By: Peter Hall, reprinted from Fantastic Fest 9/29/09
I like that the original [REC]'s real-time unraveling of an apartment building under quarantine for a mysterious virus that turns the infected into fluid spewing, flesh clawing maniacs is logistically conducive to a sequel. I really like that returning filmmakers Jaume Balaguero and Paco Plaza can pick up from the second they left off and tell another (almost real-time) story still shot entirely in the first-person perspective without being confined to a single camera's viewpoint thanks to our new story proxies by way of a doctor and his four SWAT-team escorts. And I absolutely love how [REC] 2 not only upgrades some aspects of the apartment, of the virus, and of the victims, but it completely overhauls the presentation of the proceedings. Yet I still have one nag.
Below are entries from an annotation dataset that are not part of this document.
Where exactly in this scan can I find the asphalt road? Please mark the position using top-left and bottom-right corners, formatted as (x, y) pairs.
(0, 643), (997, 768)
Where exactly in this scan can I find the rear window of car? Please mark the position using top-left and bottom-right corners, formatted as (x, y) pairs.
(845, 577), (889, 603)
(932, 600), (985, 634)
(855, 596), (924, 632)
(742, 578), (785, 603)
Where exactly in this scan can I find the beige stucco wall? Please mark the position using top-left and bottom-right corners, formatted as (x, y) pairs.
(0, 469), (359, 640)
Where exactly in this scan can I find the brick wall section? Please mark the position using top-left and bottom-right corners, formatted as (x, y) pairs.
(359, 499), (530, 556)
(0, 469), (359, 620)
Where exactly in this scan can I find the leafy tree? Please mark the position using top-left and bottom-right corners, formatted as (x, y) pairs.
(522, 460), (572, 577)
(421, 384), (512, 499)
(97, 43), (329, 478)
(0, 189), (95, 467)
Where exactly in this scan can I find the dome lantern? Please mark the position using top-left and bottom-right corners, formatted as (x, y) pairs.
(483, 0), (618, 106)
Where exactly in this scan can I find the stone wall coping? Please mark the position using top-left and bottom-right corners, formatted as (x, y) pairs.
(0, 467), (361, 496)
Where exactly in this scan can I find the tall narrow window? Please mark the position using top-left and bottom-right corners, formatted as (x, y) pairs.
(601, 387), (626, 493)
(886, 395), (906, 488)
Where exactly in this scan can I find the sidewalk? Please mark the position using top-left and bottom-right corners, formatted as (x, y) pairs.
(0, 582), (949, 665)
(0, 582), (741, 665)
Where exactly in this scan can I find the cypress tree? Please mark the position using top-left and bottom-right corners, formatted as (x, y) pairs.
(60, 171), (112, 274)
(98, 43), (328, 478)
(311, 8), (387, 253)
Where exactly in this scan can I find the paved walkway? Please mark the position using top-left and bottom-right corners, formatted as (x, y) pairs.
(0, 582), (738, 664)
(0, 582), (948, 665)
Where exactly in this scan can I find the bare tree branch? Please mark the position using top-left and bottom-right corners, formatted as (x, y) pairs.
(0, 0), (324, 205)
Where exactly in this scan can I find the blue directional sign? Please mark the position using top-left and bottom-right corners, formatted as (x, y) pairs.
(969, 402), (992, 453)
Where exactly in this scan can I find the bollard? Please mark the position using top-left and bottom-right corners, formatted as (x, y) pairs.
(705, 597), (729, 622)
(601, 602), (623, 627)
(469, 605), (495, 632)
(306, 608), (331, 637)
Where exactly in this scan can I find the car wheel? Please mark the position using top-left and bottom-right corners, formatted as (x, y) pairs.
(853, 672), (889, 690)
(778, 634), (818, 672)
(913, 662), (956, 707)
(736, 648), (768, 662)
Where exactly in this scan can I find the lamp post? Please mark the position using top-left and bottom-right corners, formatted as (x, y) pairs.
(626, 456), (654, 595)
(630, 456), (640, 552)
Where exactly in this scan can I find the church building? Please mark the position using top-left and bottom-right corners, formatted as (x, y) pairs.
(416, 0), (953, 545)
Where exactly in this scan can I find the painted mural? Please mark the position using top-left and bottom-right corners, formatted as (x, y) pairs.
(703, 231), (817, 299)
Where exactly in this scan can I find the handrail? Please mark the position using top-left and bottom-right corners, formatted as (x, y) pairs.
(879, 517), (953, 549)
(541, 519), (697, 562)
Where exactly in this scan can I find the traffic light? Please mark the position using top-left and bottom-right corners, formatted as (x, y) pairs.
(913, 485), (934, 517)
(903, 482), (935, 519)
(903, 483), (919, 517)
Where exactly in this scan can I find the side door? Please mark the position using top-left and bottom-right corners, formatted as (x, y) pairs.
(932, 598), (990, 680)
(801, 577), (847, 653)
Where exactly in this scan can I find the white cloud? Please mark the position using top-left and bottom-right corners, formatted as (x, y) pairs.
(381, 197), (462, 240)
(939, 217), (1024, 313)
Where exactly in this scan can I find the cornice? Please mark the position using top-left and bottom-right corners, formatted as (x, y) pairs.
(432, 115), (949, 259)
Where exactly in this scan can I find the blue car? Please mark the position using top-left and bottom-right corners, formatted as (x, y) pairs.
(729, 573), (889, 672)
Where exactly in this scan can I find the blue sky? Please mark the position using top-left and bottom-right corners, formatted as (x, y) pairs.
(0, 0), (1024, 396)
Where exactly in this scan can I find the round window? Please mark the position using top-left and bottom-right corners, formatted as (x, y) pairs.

[REC] 2 is not scary. Not one bit, actually. Even after 4 or 5 viewings (and the American remake, Quarantine), [REC] still turns my circulatory system into a NASCAR event, but none of that pulse dominating terror and anticipation is matched in the sequel. But what Balaguero and Plaza don't deliver in the fear department, they deliver in the idea department. [REC] 2 may not be scary, but it damn sure has more concept and convention re-toolings than you can shake a rail-thin, pale-white, string-haired woman wielding a claw hammer at.